Starters: Calvin Johnson, Bryant Johnson. Backups: Dennis Northcutt, Derrick Williams, D.J. Boldin, Keary Colbert, Eric Fowler, Kenneth Harris, Adam Jennings, John Standeford.

Calvin Johnson can be one of the best players in the game. He put up spectacular numbers last year despite not getting the ball enough at times. But he needs help. Bryant Johnson has not lived up to expectations in his NFL career and has an opportunity to prove he can be a No. 2 receiver, not just a No. 3. Northcutt gives the Lions a solid option in the slot. Williams, a third-round pick this year, needs to develop for the long term and could help in the return game. But he's battling for time with a host of others.

Minnesota Vikings

Starters: Bernard Berrian, Bobby Wade. Backups: Aundrae Allison, Percy Harvin, Glenn Holt, Jaymar Johnson, Nick Moore, Vinny Perretta, Darius Reynaud, Sidney Rice, Bobby Williams.

Berrian did not disappoint in the first season of his six-year, $42 million contract in 2008, providing the explosive threat the Vikings coveted when they signed the free agent away from the Chicago Bears.
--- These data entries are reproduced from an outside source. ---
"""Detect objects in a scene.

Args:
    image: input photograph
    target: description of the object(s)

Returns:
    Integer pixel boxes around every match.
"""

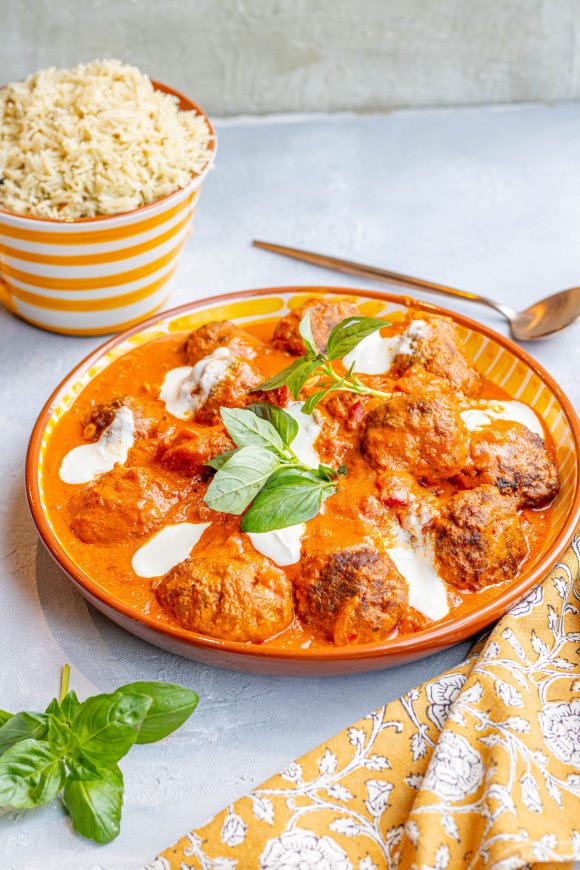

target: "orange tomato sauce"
[43,319,551,648]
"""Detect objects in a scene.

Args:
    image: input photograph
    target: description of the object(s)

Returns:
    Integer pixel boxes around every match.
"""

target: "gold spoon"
[253,239,580,341]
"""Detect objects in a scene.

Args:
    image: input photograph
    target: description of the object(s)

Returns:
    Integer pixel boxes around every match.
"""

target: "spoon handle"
[253,239,515,320]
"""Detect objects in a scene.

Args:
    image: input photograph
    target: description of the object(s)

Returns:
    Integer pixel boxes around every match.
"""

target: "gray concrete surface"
[0,105,580,870]
[0,0,580,115]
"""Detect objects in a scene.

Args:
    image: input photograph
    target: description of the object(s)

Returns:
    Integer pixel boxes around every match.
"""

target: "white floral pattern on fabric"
[426,674,466,729]
[423,731,484,802]
[540,698,580,770]
[152,538,580,870]
[260,828,352,870]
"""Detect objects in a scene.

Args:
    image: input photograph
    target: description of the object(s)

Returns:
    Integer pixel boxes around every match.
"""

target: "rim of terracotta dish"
[26,285,580,662]
[0,79,217,227]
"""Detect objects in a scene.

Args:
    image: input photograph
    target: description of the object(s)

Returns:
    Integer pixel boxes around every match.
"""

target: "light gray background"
[0,105,580,870]
[0,0,580,115]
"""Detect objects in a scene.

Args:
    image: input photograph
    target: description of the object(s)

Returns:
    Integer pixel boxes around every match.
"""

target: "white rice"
[0,60,211,221]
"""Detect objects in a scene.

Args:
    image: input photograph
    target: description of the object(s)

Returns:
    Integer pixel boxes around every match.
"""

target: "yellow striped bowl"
[0,82,216,335]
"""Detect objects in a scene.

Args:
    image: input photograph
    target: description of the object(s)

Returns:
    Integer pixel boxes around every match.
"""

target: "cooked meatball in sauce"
[391,312,481,396]
[361,374,469,482]
[155,537,293,642]
[433,484,527,590]
[43,297,559,651]
[185,320,262,366]
[296,545,408,646]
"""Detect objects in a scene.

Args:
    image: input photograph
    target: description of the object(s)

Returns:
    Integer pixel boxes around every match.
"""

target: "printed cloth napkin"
[147,535,580,870]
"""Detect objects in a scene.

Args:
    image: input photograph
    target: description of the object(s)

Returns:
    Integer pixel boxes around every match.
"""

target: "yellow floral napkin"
[147,536,580,870]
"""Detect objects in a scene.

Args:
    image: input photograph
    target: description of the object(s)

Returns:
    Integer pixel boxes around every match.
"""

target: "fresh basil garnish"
[0,737,66,809]
[116,683,199,743]
[248,402,298,447]
[326,317,389,360]
[63,762,124,843]
[220,408,284,453]
[71,692,153,763]
[255,312,390,414]
[0,713,48,756]
[0,665,198,843]
[204,447,279,514]
[204,402,337,532]
[240,468,336,532]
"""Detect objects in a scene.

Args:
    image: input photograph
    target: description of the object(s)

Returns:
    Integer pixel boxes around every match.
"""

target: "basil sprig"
[255,311,391,414]
[0,665,198,843]
[204,402,342,532]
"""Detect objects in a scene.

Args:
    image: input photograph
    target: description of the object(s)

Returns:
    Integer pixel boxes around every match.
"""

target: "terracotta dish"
[26,287,580,676]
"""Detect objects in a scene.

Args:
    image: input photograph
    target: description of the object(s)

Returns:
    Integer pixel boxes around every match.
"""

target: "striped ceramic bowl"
[0,82,216,335]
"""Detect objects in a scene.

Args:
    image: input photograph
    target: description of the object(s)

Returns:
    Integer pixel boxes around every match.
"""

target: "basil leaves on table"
[0,665,198,843]
[204,312,390,532]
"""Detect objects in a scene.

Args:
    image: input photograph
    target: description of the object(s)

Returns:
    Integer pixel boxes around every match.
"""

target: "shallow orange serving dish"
[26,287,580,676]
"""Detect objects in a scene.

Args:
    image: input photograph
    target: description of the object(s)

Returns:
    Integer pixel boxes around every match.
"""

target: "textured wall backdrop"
[0,0,580,115]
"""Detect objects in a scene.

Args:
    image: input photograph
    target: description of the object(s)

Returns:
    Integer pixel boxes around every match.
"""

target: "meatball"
[377,471,439,539]
[362,391,469,483]
[461,422,560,507]
[324,392,370,432]
[155,537,293,642]
[295,545,408,646]
[272,299,360,356]
[390,317,481,396]
[185,320,261,366]
[194,357,263,425]
[70,465,177,544]
[433,484,527,591]
[159,426,235,477]
[82,396,167,441]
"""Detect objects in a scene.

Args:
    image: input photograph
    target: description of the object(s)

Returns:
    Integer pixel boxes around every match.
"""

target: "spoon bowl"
[508,287,580,341]
[253,239,580,341]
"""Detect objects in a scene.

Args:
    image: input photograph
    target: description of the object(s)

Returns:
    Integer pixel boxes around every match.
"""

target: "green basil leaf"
[251,354,318,393]
[46,713,72,757]
[318,465,338,480]
[71,693,152,763]
[117,682,199,743]
[0,738,66,809]
[63,764,123,843]
[298,311,318,354]
[60,689,81,724]
[0,712,48,755]
[301,378,344,414]
[240,468,336,532]
[220,408,284,453]
[286,359,320,399]
[326,317,389,359]
[203,450,236,471]
[248,402,298,447]
[204,447,279,514]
He finished second on the team to Wade with 48 receptions and tied Shiancoe for the team lead with seven touchdown catches. Berrian also averaged an NFL-high 20.1 yards per reception. Harvin, who dropped to the 22nd pick in the first round of this year's draft because of concerns about his character, is a multi-dimensional threat and could prove to be a nightmare for defensive coordinators. Harvin can line up in the slot, but also was used as a running back while playing at Florida. The Vikings experimented with Harvin as the quarterback in a Wildcat formation during minicamp. Wade, who has led the Vikings in receptions in each of his two seasons with the team, has proven to be a reliable slot receiver but might need to battle to win a job. Berrian, Harvin and Rice appear to be locks to make the roster, with Wade, Allison, Holt, Johnson and Reynaud waging a battle for what is likely to be two or three remaining spots. Johnson, a sixth-round pick in 2008 out of Jackson State, spent last season on the practice squad but appeared to be a much improved player in the offseason workouts.